Cook County Judge Judge James Linn agreed with Smollett’s attorneys’ recommendation that the former “Empire” actor be kept away from most of the other 6,000 inmates of the sprawling jail complex in Little Village.

The order granting protective custody was entered shortly after Linn sentenced Smollett to 150 days in jail and 30 months of probation for lying to police about a phony racist and homophobic hate crime attack he orchestrated on himself in January 2019.

Smollett also must pay the city just over $120,000 in restitution for the overtime incurred by Chicago police officers who investigated his initial hate crime claim.
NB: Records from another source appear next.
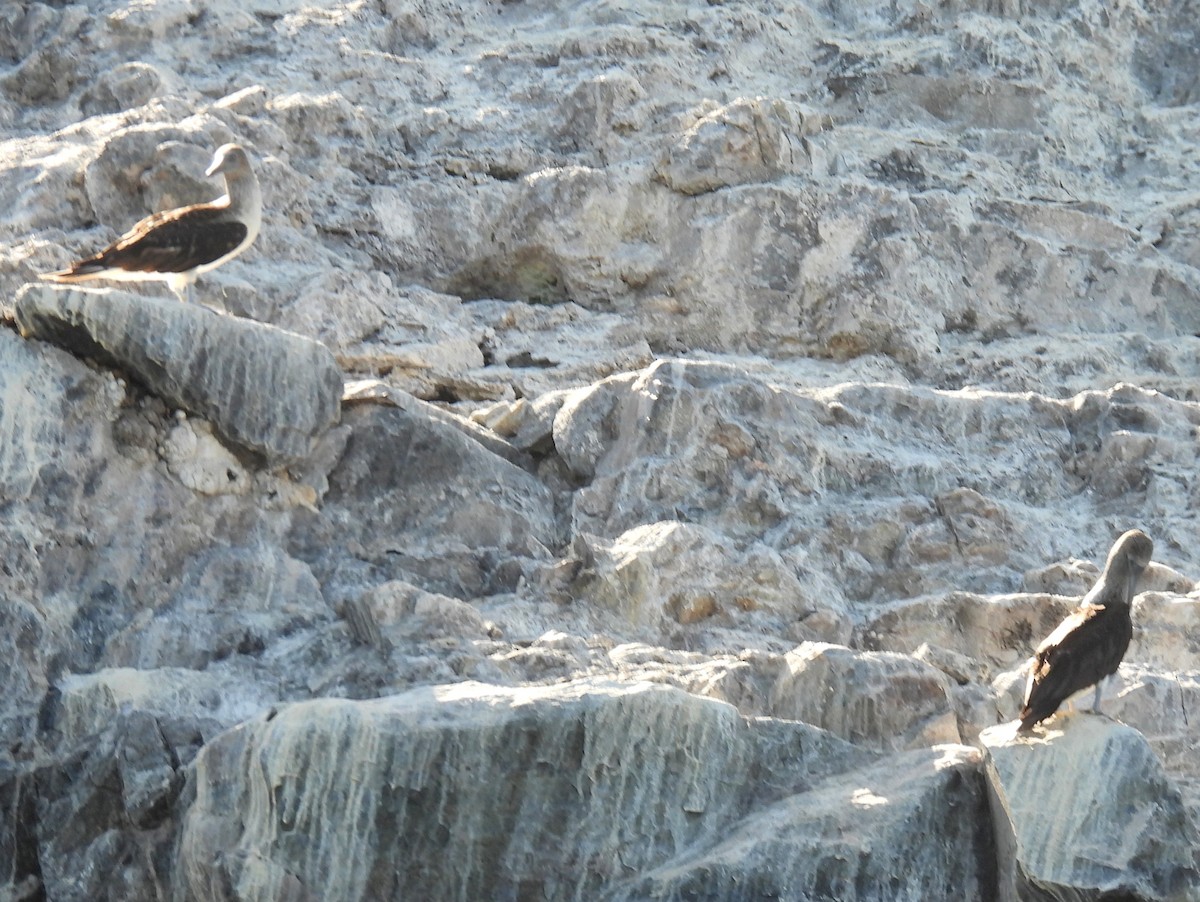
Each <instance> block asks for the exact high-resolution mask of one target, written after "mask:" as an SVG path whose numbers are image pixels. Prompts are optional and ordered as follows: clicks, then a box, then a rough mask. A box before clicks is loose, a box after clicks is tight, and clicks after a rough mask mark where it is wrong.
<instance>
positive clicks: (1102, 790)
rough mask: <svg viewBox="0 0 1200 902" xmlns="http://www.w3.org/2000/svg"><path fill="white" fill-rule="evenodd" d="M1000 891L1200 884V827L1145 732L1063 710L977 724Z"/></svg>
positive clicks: (1174, 889)
mask: <svg viewBox="0 0 1200 902" xmlns="http://www.w3.org/2000/svg"><path fill="white" fill-rule="evenodd" d="M980 741H982V742H983V746H984V748H985V757H984V772H985V774H986V775H988V788H989V798H990V799H991V811H992V824H994V828H995V831H996V837H997V846H996V847H997V850H998V853H1000V889H1001V894H1000V898H1001V900H1006V901H1007V900H1018V898H1052V900H1079V898H1096V900H1099V898H1106V897H1112V896H1117V895H1120V896H1123V897H1127V898H1138V900H1164V901H1165V900H1183V898H1194V897H1195V896H1196V894H1200V855H1198V854H1196V848H1198V843H1200V832H1198V831H1196V826H1195V824H1194V823H1193V822H1192V819H1190V817H1189V816H1188V813H1187V811H1186V810H1184V806H1183V801H1182V799H1181V796H1180V794H1178V790H1177V789H1176V788H1175V787H1174V786H1172V784H1171V782H1170V780H1169V778H1168V777H1166V774H1165V772H1164V771H1163V765H1162V763H1160V762H1159V760H1158V758H1157V757H1156V756H1154V753H1153V751H1152V750H1151V747H1150V745H1148V744H1147V742H1146V740H1145V739H1144V738H1142V736H1141V735H1140V734H1139V733H1138V732H1136V730H1134V729H1130V728H1129V727H1126V726H1122V724H1120V723H1114V722H1111V721H1106V720H1104V718H1100V717H1094V716H1088V715H1075V716H1068V717H1063V716H1062V715H1060V716H1058V717H1055V718H1054V720H1051V721H1048V722H1046V724H1045V726H1044V728H1038V729H1036V730H1034V732H1032V733H1030V734H1016V733H1014V729H1013V724H1004V726H1001V727H994V728H991V729H988V730H984V733H983V734H982V735H980Z"/></svg>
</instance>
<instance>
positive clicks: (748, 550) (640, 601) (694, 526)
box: [578, 521, 850, 641]
mask: <svg viewBox="0 0 1200 902" xmlns="http://www.w3.org/2000/svg"><path fill="white" fill-rule="evenodd" d="M582 541H583V545H584V546H586V548H587V558H588V560H589V561H590V565H589V567H588V570H586V571H584V575H583V576H582V577H581V579H580V587H578V588H580V593H581V595H582V597H583V599H584V600H587V601H588V602H590V603H593V605H596V606H599V607H602V608H604V609H606V611H610V612H612V613H614V614H617V617H618V618H619V619H620V620H623V621H625V623H628V624H631V625H637V626H652V627H653V626H660V625H661V624H662V623H664V621H666V623H668V624H674V625H680V624H682V625H684V626H689V625H696V624H702V623H706V621H709V620H713V621H714V623H721V624H726V625H728V624H738V625H740V626H743V627H746V626H750V625H752V624H761V625H762V626H763V627H766V629H768V630H770V631H774V632H779V633H782V635H784V636H790V637H791V638H794V639H804V638H821V639H829V641H838V639H845V638H847V637H848V633H850V626H848V618H847V617H846V615H845V613H844V612H839V611H836V609H830V608H829V606H828V605H827V603H823V601H824V600H823V599H821V597H817V596H816V594H815V593H812V591H811V590H810V589H808V588H806V587H805V585H804V584H803V583H802V582H800V579H799V578H798V577H797V575H796V572H794V571H793V570H792V567H791V566H788V564H787V563H786V561H785V560H784V559H782V558H781V557H780V554H779V553H778V552H775V551H774V549H772V548H769V547H767V546H764V545H761V543H757V542H754V543H749V545H748V546H746V547H745V548H738V547H737V546H736V545H734V543H733V542H731V541H730V540H727V539H725V537H722V536H721V535H720V534H718V533H714V531H713V530H709V529H706V528H704V527H698V525H694V524H690V523H679V522H678V521H667V522H664V523H649V524H646V525H642V527H636V528H634V529H630V530H628V531H625V533H623V534H622V535H620V536H618V537H617V539H616V540H614V541H613V542H605V541H604V540H600V539H589V537H588V536H583V540H582Z"/></svg>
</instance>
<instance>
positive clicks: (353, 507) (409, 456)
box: [294, 398, 562, 597]
mask: <svg viewBox="0 0 1200 902" xmlns="http://www.w3.org/2000/svg"><path fill="white" fill-rule="evenodd" d="M454 419H455V417H454V416H452V415H450V414H446V413H445V411H442V410H439V409H437V408H434V407H432V405H431V404H426V403H424V402H420V401H416V399H415V398H408V399H407V402H406V407H392V405H391V404H390V403H360V404H354V405H353V407H349V408H348V409H347V413H346V419H344V427H346V428H347V429H348V432H349V439H348V441H347V445H346V451H344V453H343V455H342V457H341V459H340V461H338V463H337V465H336V467H335V468H334V470H332V471H331V473H330V475H329V492H328V493H326V495H325V499H324V504H323V507H322V513H320V516H319V518H317V519H314V521H312V522H310V523H305V524H301V525H300V527H299V528H298V529H296V530H295V535H294V539H295V541H296V543H298V546H299V552H298V553H299V555H300V557H302V558H304V559H306V560H310V561H312V563H313V566H314V569H316V570H317V571H318V578H319V579H320V582H322V584H323V589H324V591H325V593H326V597H329V596H330V594H331V593H332V594H337V593H340V591H342V590H341V589H338V588H336V587H335V585H331V583H336V584H338V585H347V587H350V588H347V589H346V591H352V589H353V590H354V591H361V590H364V589H367V588H370V587H372V585H377V584H379V583H383V582H386V581H389V579H397V578H401V579H409V578H415V579H416V581H418V582H420V583H422V588H426V589H432V590H434V591H439V593H445V594H449V595H455V596H460V597H472V596H476V595H486V594H490V593H493V591H498V590H502V589H505V588H506V589H511V588H512V584H515V583H516V582H517V579H518V578H520V576H521V573H522V566H523V565H522V564H521V561H522V560H530V559H539V560H544V559H548V558H550V551H548V549H550V548H553V547H557V546H558V545H560V542H562V537H560V530H559V525H558V519H557V517H556V512H554V498H553V494H552V493H551V491H550V489H548V488H547V487H546V486H545V485H544V483H542V482H541V481H540V480H538V477H536V476H534V475H532V474H529V473H528V471H526V470H524V469H522V468H521V467H518V465H516V464H514V463H511V462H510V461H509V459H506V458H505V457H503V456H500V453H497V451H499V452H508V453H509V456H516V452H515V449H512V447H511V446H506V445H505V443H503V441H500V440H499V439H497V438H496V437H491V440H490V444H488V445H485V444H482V443H481V441H480V440H479V439H478V438H476V437H475V435H474V434H472V431H478V432H482V431H481V429H479V427H476V426H474V425H473V423H469V422H466V421H463V422H462V423H460V425H455V423H452V422H450V420H454ZM347 551H348V552H350V553H352V555H353V558H354V559H355V560H356V561H360V563H361V566H360V569H361V571H362V572H361V573H354V572H350V570H353V569H348V567H346V566H344V555H346V552H347ZM326 566H328V567H340V569H341V570H342V571H343V575H344V579H343V578H342V577H340V576H336V575H334V573H331V572H329V571H326V570H325V569H324V567H326ZM340 597H341V596H340Z"/></svg>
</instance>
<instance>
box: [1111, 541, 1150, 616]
mask: <svg viewBox="0 0 1200 902" xmlns="http://www.w3.org/2000/svg"><path fill="white" fill-rule="evenodd" d="M1153 553H1154V543H1153V542H1152V541H1150V536H1148V535H1146V534H1145V533H1142V531H1141V530H1140V529H1130V530H1129V531H1127V533H1122V534H1121V537H1120V539H1117V541H1116V542H1115V543H1114V545H1112V551H1110V552H1109V559H1108V561H1106V563H1105V565H1104V572H1105V575H1106V576H1109V577H1110V578H1112V579H1115V581H1116V582H1117V584H1118V585H1120V588H1121V591H1122V594H1123V595H1124V602H1126V603H1127V605H1128V603H1129V602H1130V601H1133V596H1134V593H1135V590H1136V588H1138V579H1140V578H1141V575H1142V573H1144V572H1145V571H1146V567H1147V566H1150V558H1151V555H1152V554H1153Z"/></svg>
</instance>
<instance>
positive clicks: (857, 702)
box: [769, 642, 959, 750]
mask: <svg viewBox="0 0 1200 902" xmlns="http://www.w3.org/2000/svg"><path fill="white" fill-rule="evenodd" d="M769 711H770V714H772V715H773V716H775V717H788V718H793V720H799V721H804V722H805V723H811V724H814V726H817V727H821V728H822V729H828V730H829V732H832V733H834V734H835V735H839V736H841V738H842V739H847V740H850V741H852V742H862V744H866V745H869V746H872V747H876V748H890V750H898V748H920V747H925V746H930V745H937V744H944V742H958V741H959V730H958V724H956V721H955V716H954V711H953V706H952V700H950V682H949V680H948V679H947V678H946V675H944V674H942V673H941V672H940V671H938V669H936V668H935V667H931V666H930V665H926V663H925V662H924V661H919V660H917V659H916V657H908V656H907V655H895V654H889V653H882V651H854V650H852V649H847V648H844V647H841V645H830V644H827V643H820V642H806V643H804V644H803V645H800V647H799V648H797V649H796V650H794V651H792V653H790V654H788V655H787V656H786V659H785V667H784V671H782V673H781V674H780V677H779V680H778V682H776V684H775V686H774V687H773V690H772V693H770V708H769Z"/></svg>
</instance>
Additionally, Linn imposed a $25,000 fine. 

Smollett’s jail sentence is eligible for “day-for-day” credit, meaning he could spend 75 days behind bars before he’s released.

Lawyers for Smollett vow to appeal the ruling that has put the former Empire actor behind bars.

The booking photo of Jussie Smollett after he was taken into custody by the Cook County sheriff’s office on March 10, 2022.

A jury found Smollett, 39, guilty last December on five counts of disorderly conduct — a class four felony, the lowest in Illinois, which carried a maximum of three years in prison.

Before announcing the sentence, Linn credited Smollett for his past charitable work, but said another side of the actor is “profoundly arrogant and selfish and narcissistic.”

Linn said Smollett’s plan was motivated by a craving for attention.

“You wanted to make yourself more famous, and, for a while, it worked,” Linn said at the conclusion of an hours-long sentencing hearing. “You were throwing a national pity party for yourself.”

The judge went on to tell Smollett that, while testifying in his own defense during last year’s trial, he “committed hour upon hour upon hour or pure perjury.”

Smollett opted to not make a statement to the court before the sentence was announced. But once he learned that he’d spend the next few months in jail, Smollett — still maintaining his innocence — began yelling in the courtroom that he was “not suicidal.”

“If I did this, then it means that I stuck my fist in the fears of Black Americans in this country for over 400 years and the fears of the LGBT community,” Smollett said as he rose from his seat at the defense table. “Your Honor, I respect you and I respect the jury but I did not do this. And I am not suicidal. And if anything happens to me when I go in there, I did not do it to myself. And you must all know that.”

Cook County Sheriff’s Deputies then took Smollett to lockup.